I'll admit that I support confiscating drugs when found, but I'm not advocating that arrest is always appropriate. I am in favor of punishing selling meth, which I acknowledge is perhaps hypocritical given my other beliefs knowing that plenty of people sell to support their habits.
I do think it's important to have a mechanism of mandatory intervention, and my non-lawyer understanding is that criminalizing drugs is really the only way to put mandatory intervention on the table. I met mothers who could not force their children into rehab, for example. I should be clear that I don't feel this way about all drugs, but I think that methamphetamine specifically poses a risk to the safety of both users and people around them that merits mandatory intervention.
If we had functional mechanisms to to enact mandatory interventions for users that were non-criminal I'm definitely open to that. Depending on the targeted success rate it seems like inpatient detox + rehab would be required in many cases, and I am simply not aware of non-judicial way we can force a person into those circumstances against their will (which in the case of meth I admit I support even if that opinion is controversial).

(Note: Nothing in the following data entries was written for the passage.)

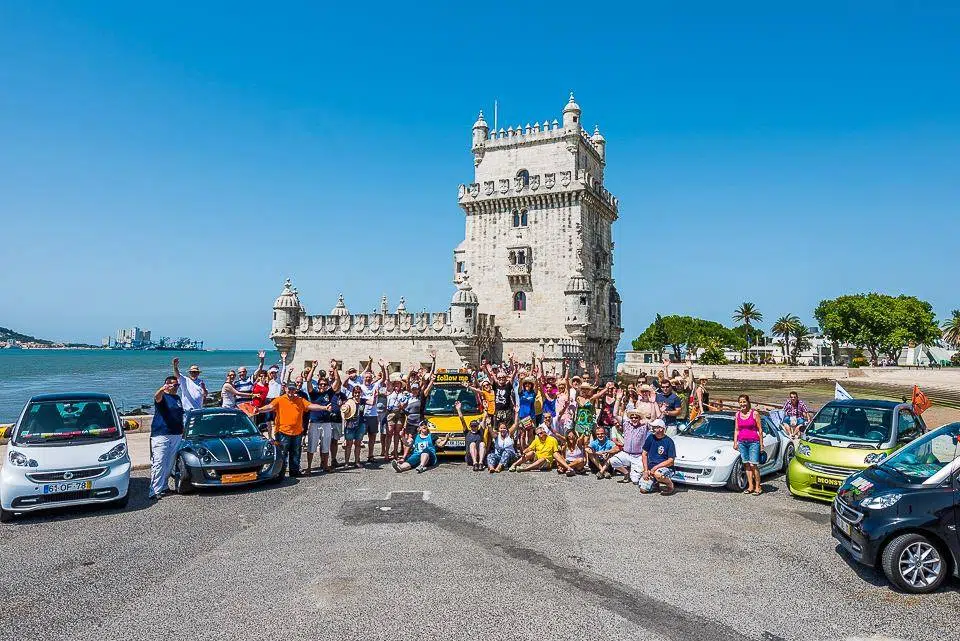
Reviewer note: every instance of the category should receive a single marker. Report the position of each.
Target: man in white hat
(193, 391)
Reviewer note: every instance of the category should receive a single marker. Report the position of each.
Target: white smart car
(66, 449)
(705, 454)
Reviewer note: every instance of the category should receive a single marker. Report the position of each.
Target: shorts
(355, 431)
(414, 459)
(749, 452)
(319, 435)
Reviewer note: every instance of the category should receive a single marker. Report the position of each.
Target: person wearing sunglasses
(166, 430)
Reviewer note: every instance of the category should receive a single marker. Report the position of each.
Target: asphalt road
(453, 554)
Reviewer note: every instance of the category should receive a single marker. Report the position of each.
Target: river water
(130, 377)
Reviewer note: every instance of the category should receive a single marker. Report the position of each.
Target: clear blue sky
(169, 164)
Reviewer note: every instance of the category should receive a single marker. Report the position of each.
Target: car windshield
(67, 422)
(719, 428)
(442, 399)
(851, 423)
(927, 455)
(219, 425)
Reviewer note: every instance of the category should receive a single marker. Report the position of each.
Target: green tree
(747, 314)
(951, 329)
(801, 341)
(784, 327)
(878, 323)
(684, 334)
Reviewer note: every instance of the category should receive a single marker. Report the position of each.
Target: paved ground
(461, 555)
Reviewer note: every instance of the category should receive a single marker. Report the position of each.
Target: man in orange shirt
(288, 424)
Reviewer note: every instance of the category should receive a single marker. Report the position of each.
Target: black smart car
(903, 513)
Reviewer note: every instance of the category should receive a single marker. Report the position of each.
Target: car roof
(864, 402)
(70, 396)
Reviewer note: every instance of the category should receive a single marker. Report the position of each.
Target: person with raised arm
(166, 431)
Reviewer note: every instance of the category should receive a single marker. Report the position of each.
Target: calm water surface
(129, 377)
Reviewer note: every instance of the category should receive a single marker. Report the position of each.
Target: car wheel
(738, 477)
(914, 564)
(181, 478)
(788, 453)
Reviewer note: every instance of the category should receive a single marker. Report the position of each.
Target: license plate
(238, 478)
(66, 486)
(844, 527)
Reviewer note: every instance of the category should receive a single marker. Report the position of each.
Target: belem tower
(533, 273)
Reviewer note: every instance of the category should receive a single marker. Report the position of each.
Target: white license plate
(66, 486)
(845, 527)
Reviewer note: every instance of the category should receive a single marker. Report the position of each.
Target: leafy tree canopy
(879, 323)
(686, 333)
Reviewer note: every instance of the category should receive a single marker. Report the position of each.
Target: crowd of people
(529, 419)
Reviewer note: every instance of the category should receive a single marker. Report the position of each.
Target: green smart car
(846, 437)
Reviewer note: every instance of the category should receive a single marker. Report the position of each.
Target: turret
(286, 317)
(463, 309)
(577, 302)
(571, 115)
(480, 133)
(599, 142)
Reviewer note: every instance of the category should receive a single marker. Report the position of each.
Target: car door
(771, 444)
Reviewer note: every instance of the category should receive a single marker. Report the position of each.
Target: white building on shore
(533, 272)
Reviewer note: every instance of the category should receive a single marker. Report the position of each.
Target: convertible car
(222, 447)
(705, 454)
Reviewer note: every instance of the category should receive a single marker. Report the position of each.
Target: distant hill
(7, 334)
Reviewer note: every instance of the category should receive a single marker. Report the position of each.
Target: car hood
(60, 457)
(229, 449)
(690, 448)
(849, 457)
(872, 481)
(450, 424)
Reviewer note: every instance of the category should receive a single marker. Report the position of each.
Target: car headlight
(117, 451)
(882, 501)
(19, 459)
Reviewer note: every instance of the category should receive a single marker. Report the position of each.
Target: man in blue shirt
(599, 452)
(669, 403)
(659, 453)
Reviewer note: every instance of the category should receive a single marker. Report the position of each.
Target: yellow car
(441, 413)
(847, 436)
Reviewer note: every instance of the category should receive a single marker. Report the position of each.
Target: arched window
(519, 302)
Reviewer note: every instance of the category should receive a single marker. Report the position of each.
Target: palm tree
(784, 327)
(801, 340)
(951, 329)
(747, 314)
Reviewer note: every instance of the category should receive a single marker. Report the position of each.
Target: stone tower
(538, 245)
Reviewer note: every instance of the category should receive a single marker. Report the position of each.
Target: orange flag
(920, 401)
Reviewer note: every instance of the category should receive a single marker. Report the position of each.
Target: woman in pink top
(748, 439)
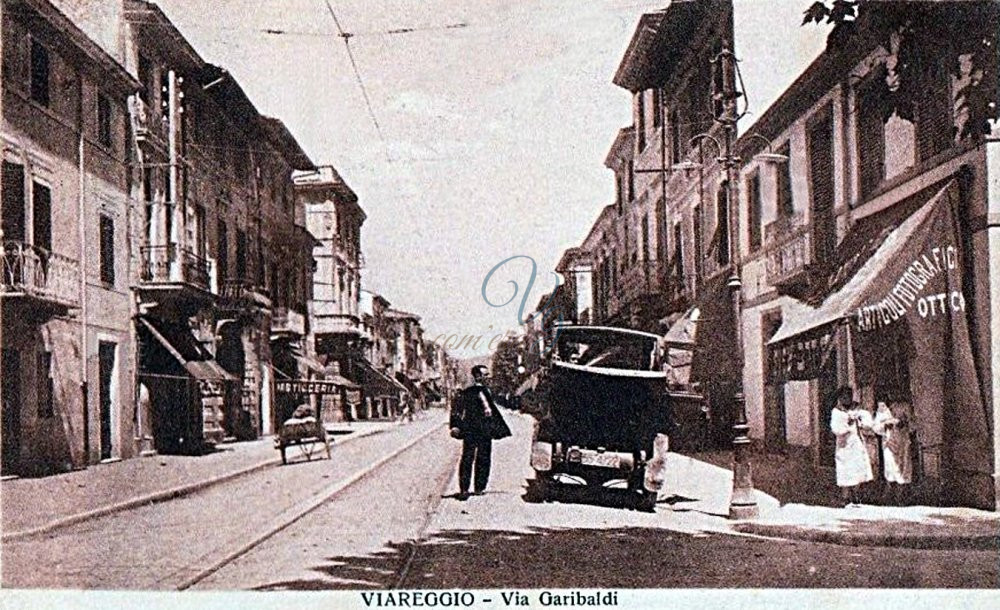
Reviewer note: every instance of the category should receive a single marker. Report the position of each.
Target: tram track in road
(297, 512)
(421, 538)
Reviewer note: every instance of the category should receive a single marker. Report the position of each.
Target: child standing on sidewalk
(851, 453)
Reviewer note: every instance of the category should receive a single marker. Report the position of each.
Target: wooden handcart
(307, 433)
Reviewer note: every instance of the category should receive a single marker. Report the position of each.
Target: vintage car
(605, 413)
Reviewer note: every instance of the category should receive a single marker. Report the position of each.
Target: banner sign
(306, 386)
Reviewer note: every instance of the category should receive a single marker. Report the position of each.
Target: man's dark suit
(473, 414)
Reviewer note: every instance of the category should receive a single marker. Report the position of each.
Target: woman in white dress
(894, 423)
(850, 455)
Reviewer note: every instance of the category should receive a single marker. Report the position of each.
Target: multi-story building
(67, 346)
(208, 242)
(408, 364)
(334, 218)
(220, 247)
(662, 248)
(575, 267)
(374, 369)
(870, 257)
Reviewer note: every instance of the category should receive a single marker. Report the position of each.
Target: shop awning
(683, 332)
(180, 343)
(528, 384)
(875, 278)
(374, 382)
(407, 383)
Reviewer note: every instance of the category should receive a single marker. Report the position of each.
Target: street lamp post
(742, 504)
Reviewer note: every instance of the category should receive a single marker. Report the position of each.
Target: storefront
(181, 386)
(890, 318)
(381, 394)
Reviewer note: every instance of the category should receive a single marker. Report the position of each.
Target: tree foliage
(962, 36)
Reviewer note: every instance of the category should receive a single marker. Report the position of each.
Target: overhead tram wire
(357, 75)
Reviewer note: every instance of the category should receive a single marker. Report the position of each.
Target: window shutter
(871, 136)
(754, 212)
(42, 216)
(935, 122)
(13, 201)
(107, 250)
(820, 145)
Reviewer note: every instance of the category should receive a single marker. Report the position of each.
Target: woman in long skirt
(894, 422)
(851, 454)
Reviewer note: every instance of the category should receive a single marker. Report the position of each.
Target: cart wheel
(647, 501)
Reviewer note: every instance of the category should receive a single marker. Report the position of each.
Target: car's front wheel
(539, 488)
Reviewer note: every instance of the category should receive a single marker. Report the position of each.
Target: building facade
(68, 350)
(870, 256)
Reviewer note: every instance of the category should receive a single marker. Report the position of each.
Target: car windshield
(607, 348)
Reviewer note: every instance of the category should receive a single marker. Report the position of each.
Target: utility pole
(743, 504)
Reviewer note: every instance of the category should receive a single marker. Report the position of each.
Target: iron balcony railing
(169, 264)
(145, 120)
(639, 279)
(241, 295)
(285, 320)
(27, 270)
(788, 248)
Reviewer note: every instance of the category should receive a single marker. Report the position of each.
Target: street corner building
(861, 224)
(152, 243)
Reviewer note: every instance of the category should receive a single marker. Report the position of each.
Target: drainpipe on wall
(82, 234)
(993, 245)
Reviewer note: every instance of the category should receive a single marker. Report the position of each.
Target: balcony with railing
(640, 279)
(147, 122)
(46, 279)
(679, 288)
(788, 253)
(241, 297)
(168, 267)
(285, 321)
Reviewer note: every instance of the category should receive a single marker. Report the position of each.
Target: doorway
(828, 385)
(775, 433)
(106, 365)
(11, 439)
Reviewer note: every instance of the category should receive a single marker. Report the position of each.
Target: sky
(480, 133)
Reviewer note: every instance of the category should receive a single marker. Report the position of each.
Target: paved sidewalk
(28, 504)
(697, 486)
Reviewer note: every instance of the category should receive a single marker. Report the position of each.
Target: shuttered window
(104, 120)
(871, 135)
(13, 201)
(820, 146)
(722, 224)
(44, 385)
(39, 73)
(935, 122)
(223, 262)
(786, 205)
(754, 210)
(108, 250)
(699, 246)
(640, 120)
(41, 216)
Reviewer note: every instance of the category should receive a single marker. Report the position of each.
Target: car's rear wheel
(539, 488)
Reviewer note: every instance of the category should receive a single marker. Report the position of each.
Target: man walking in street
(475, 420)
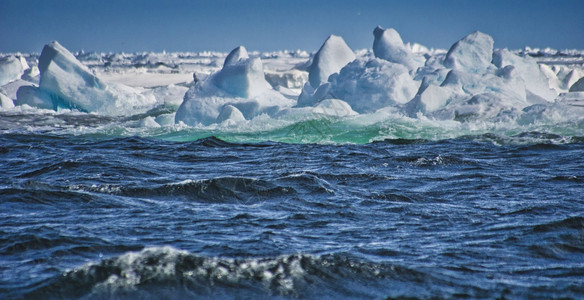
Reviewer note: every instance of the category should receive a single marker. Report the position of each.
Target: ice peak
(473, 53)
(236, 55)
(332, 56)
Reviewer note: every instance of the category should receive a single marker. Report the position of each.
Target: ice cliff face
(67, 83)
(235, 93)
(473, 81)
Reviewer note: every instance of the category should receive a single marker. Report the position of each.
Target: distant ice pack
(472, 81)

I am not an expert, but nonetheless I'm now entangled with the topic as one that defines significant aspects of my life (loss of smell and hearing, PTSD, facial disfiguration). I think we can do better than we have been, both recently and since Nixon, but I think that having tough conversations is part of how we'll get better. My experience is that people in my situation frequently have our perspectives invalidated as "politically incorrect" or otherwise irrelevant (not what you're doing BTW thank you for your perspective), and I wanted to speak up to make sure people know that we exist and we don't want our numbers to grow.
Congratulations on your recovery, and FWIW I really like your your username/giraffes :)
I’ve never been to a support group, and you have, so take this from that perspective. It seems to me that the support group wouldn’t want outsiders dropping by to share their opinions.
Please stop incessantly committing appeal to emotion fallacies.
This is about as helpful as "please go to welfare office and tell everyone to just work harder" or "please go to a substance abuse center and tell everyone to just, you know, stop using drugs mkay?" or "please go to a prison and tell everyone that crime is bad and they just need to fly right and everything will be fine."
It seems to me like there are places where it does, and places where it doesn't. In the places where it works, everyone agrees that it works, and in the places where it doesn't, everyone agrees that it doesn't.
I'm very curious about the underlying factors for this.
It's hard, and for the record I'm also anti-prohibition about many substances (just not meth). I had weed in my pocket when I was assaulted that I campaigned to legalize in WA. I shared streets with plenty of harmless drug users too.
I'm sorry for calling you out, after seeing this comment it's obvious I would have done better to give you some space to think. It's an emotionally charged experience that I'm still learning how to rationalize years later - but haste makes waste and I was hasty.
I just want to make sure people know that victims like me exist, and though we are often treated as if our perspectives are invalid/uncouth/politically incorrect most of us simply want to stop other people from going through similar experiences. Telling people off doesn't spread that message and isn't helping bring smart ideas to the table, which I regret.